I am currently trying to analyse the presence of CNVs in a targeted sequencing dataset generated from Ion Torrent platform. The data description is as follows.
- Targeted region is a segment of the genome that spans multiple genes (not limited to exons).
- Single end reads of variable length.
- Reads are mapped to the hg19 assembly.
- The sample are not paired. We have a set of test and control samples.
So far, I have tried analysis using various tools such as CNVkit, CNVSeq, freec, codex. None of them seem to work well with the kind of data that I have in hand.

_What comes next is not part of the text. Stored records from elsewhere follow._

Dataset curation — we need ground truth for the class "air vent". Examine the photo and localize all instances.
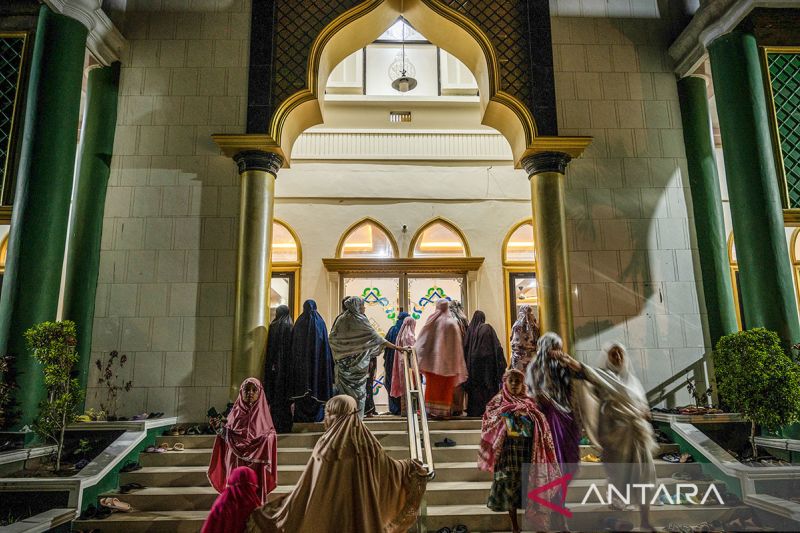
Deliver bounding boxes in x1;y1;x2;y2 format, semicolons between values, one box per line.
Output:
389;111;411;122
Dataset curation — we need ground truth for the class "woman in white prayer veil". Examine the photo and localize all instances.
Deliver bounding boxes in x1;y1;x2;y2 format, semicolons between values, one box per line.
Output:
559;343;657;529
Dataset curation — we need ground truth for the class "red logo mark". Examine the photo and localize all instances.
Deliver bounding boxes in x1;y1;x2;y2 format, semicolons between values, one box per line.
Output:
528;474;572;518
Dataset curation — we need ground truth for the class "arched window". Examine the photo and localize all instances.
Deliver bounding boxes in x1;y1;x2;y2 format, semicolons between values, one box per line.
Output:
502;219;539;353
728;233;746;330
269;219;303;321
336;218;397;259
408;218;470;257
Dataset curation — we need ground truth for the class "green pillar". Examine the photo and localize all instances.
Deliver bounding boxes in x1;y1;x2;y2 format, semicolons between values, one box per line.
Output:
0;5;88;425
64;63;119;400
678;76;738;347
708;31;800;347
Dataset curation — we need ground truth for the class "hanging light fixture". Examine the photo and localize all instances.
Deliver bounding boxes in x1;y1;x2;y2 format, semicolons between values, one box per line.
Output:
392;1;417;93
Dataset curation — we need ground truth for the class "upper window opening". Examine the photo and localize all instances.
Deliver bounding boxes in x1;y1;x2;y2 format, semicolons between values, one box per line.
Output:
412;220;469;257
336;220;397;258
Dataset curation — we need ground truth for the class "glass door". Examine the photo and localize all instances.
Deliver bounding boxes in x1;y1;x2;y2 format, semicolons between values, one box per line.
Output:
342;274;401;413
406;274;467;334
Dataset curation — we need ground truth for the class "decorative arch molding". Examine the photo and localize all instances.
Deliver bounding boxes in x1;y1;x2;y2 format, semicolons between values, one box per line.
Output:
272;218;303;266
500;218;536;267
335;217;400;259
408;217;472;258
214;0;591;167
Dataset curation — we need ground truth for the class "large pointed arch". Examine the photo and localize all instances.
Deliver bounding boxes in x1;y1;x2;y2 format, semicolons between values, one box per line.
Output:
261;0;590;164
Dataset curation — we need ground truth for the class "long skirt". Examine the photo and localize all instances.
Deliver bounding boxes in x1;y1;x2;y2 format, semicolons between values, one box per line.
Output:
336;352;371;418
540;402;581;474
424;372;456;417
486;436;533;512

Can anyone suggest an analysis strategy that I could try with such data?
Thanks.
Also, I would like to know if I am better off using the whole genome approach of analysis by mapping the reads to the segment of the genome in question?
You could try to calculate the coverage per gene/exon/target, median normalize over all/within sets, build a reference sample supposed to be copy number of two, calculate the ratio between target and reference sample and perform a cluster analysis for CNV detection per gene/exon/target. This is similar to the tools freely available but I obtain more reliable results using a individualized pipeline for targted NGS results.
Thanks for the suggestion. Can you suggest tools that we could use to perform the above steps?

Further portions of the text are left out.